The recession is going to reduce the required workforce and unemployment will increase. Some of which will be artists that have day jobs that support their craft, leaving them with no income stream. With this transpiring, we will see the number of artists decrease tremendously. Even the ones that can stick around and continue to make music, they may have to reduce studio sessions, release less singles and thoroughly think about their time spent and effectiveness in the booth. No more half assed Soundcloud singles or EPs. With these releases, they will host their own marketing scheme. No more paying for blogs or for a publicist. The ripple effect will flow into the various tentacles of the industry. The recession will trigger quality control, which is a double edged sword.

Reduction of the Art Around Music

One thing that the digital revolution has positively affected is the artwork around the music. Album artwork, single artwork, music videos, etc., stand as unique, impressive works of art. In order to continue to make music on a reduced budget, something has to go; first to go will be the creative add ons. Their creative artwork may have to reduce elements and frequency.

Keep an eye out for an increase in artist ‘unicorns’. By ‘unicorn’ we mean someone that can create a multi-dimensional creative project by themselves. They can handle their graphic design, produce their beats and maybe even code their own website.

Reduction of Music Industry Market Cap

Shifting focus from artist to consumers, the music industry will again face resilient headwinds during a recession. Consumer spending will drastically decline. Consequently, consumers of music will have to reduce spending. Most likely streaming services will be the only money spent on music as they provide the largest catalog for the lowest price. Merch and concert sales, which are the most lucrative income streams for majority of artists will radically decrease. The lack of consumer spending will just exacerbate the previous two issues. Providing it more arduous to for independent artists to make a fair living.

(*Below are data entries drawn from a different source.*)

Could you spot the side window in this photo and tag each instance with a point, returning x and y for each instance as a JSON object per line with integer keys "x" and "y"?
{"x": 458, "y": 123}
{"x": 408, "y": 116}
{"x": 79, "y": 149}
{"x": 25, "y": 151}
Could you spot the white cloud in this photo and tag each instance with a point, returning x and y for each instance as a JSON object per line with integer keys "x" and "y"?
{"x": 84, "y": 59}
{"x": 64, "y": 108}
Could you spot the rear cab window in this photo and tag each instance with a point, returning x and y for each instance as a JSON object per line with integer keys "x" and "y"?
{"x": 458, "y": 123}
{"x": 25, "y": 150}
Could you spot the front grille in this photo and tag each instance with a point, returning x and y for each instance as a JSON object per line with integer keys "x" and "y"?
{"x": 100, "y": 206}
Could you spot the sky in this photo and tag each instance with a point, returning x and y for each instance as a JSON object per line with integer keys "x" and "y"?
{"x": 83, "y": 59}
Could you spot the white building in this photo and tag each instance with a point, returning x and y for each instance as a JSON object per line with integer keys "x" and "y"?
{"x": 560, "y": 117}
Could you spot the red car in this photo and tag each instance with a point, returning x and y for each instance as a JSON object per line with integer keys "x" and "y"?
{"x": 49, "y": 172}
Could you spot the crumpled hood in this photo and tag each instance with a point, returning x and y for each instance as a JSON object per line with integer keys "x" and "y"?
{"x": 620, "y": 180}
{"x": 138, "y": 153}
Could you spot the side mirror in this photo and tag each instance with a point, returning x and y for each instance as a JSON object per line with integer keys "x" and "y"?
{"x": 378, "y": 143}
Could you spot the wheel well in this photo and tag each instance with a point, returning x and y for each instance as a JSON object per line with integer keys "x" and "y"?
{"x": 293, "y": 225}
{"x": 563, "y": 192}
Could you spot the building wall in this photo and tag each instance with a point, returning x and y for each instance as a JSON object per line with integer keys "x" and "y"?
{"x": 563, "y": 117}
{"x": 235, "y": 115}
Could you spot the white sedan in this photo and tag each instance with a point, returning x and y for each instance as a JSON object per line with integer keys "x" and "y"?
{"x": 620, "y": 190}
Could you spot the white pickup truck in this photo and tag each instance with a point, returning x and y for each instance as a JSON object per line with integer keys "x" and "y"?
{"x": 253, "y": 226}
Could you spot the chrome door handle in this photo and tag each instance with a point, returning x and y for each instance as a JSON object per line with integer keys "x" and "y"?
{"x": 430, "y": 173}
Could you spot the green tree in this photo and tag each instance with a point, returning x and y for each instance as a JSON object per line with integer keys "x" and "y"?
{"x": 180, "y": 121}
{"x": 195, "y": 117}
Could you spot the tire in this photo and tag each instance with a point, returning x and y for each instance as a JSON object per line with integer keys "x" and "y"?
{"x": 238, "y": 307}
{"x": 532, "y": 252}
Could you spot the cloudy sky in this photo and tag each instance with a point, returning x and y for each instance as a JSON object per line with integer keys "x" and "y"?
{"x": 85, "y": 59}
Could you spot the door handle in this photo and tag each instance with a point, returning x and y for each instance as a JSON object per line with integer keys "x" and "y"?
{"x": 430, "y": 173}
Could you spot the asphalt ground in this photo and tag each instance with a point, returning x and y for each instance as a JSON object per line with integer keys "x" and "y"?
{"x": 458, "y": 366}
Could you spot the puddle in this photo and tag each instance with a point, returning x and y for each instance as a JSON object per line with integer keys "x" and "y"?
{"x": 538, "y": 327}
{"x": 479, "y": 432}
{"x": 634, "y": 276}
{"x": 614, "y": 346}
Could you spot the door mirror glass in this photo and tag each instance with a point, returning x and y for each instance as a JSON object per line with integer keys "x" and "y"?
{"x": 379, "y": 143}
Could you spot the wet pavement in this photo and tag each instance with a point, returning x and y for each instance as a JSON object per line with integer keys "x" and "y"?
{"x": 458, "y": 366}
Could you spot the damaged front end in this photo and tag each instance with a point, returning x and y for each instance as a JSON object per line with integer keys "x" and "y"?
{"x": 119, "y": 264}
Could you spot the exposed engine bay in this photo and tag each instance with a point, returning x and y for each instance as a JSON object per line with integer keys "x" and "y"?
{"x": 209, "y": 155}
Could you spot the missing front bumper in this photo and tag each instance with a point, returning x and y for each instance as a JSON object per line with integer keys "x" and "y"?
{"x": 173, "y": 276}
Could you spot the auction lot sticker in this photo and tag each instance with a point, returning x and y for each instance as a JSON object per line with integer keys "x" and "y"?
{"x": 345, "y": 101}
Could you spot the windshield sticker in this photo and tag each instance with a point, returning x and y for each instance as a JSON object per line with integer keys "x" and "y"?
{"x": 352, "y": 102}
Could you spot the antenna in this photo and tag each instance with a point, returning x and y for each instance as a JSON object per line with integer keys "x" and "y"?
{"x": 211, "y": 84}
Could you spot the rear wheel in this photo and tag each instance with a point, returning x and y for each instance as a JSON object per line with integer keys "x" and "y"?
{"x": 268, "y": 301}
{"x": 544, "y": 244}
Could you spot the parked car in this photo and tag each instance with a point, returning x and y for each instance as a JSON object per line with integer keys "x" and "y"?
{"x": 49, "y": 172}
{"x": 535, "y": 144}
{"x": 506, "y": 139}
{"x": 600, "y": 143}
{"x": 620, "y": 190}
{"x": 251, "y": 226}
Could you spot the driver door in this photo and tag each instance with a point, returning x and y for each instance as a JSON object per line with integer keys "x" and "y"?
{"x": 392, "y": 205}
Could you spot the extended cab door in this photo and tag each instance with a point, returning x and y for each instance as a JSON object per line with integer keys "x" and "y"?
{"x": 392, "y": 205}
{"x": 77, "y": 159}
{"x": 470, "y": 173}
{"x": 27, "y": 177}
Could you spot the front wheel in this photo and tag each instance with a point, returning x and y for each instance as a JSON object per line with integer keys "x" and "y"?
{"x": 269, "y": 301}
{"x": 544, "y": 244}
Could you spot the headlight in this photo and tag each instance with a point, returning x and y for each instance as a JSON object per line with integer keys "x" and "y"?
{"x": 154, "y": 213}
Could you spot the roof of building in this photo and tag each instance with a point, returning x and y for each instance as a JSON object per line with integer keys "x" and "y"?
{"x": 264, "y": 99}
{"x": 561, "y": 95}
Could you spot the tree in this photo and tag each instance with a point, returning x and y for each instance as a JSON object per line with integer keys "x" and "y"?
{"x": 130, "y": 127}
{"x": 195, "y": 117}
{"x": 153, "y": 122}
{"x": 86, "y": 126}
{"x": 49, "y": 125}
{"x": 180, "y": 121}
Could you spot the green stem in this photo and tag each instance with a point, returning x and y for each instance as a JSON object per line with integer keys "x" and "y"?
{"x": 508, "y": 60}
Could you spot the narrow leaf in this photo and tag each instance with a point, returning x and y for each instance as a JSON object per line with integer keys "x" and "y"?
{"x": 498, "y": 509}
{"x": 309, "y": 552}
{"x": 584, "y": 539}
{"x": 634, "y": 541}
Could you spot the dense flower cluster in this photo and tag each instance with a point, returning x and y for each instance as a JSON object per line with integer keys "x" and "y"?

The second coming of the Messiah may not be clear but the next recession is guaranteed. Artist’s 401k, AKA streaming services and merch/ticket sales, are going to lose their residual consistency and magnitude. The easy access that exists currently will be shaken up. The endless burning desire to become an artist will always persist, however, the decision between becoming an artist entrepreneur or putting food on the table will be at the forefront of the mind. Fingers crossed that our government and central banking system will minimize or mitigate the recession that is coming, please, for Hip-Hop’s sake.